Ken, just want to confirm that we see that behaviour pop up in a number of different places. For example, passing a null value for the Buffer object or a Buffer object allocated to length of zero to one of the gl*Pointer() methods.

Please, file a bug with a test case. We can’t fix problems we don’t know about. Thanks. When in doubt, file a bug (after checking for duplicates, of course).

Hm, I never ran into that sort of problem before. Since I found an immediate workaround I also threw away the old code-version (didn’t even checked it into CVS :slight_smile:
What I can say is that there was no crash nor even an exception when running into the String[]. The program kept going with fixed-function-behavior and terminated correct without any further errors when exited by hand later.
I’ll keep the problem in mind and will see if it will show up anywhere else in the project.

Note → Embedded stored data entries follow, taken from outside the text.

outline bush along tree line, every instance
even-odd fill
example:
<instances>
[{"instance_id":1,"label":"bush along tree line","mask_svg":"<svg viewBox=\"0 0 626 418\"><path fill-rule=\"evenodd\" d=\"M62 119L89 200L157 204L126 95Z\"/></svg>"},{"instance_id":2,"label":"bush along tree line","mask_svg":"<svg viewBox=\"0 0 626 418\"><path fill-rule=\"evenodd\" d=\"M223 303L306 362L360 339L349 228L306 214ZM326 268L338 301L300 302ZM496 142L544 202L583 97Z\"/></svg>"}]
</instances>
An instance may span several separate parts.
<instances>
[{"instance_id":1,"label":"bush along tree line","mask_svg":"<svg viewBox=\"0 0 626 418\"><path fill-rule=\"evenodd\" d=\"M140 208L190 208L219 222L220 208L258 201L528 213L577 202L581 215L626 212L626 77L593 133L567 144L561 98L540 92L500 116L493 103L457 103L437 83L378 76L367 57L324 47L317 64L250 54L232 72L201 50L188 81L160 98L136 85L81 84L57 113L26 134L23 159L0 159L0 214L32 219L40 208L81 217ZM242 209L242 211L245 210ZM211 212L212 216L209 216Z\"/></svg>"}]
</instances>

By the way: As we speak of shader-programming, are there any plans to alter JOGL soon to match the new Cg-Tookit v1.3? I know it’s only Beta but it works nice and stable for me at the moment using profiles vp40 and fp40 and the parameter-sharing and texture-binding-control is a valuable add-on. Tell me if you need help. I would be interested in working on it since I want to use the features :wink:

Greetz…

…Hoschi_S

If you want to take a crack at upgrading the Cg headers JOGL points at to the new Cg beta, please go ahead. I am sure there will be a significant number of issues as the Cg APIs seem to be a quickly moving target. I think we’ll probably wait to upgrade the JOGL workspace until the new Cg is finalized, but until then we could probably check in your changes under a branch.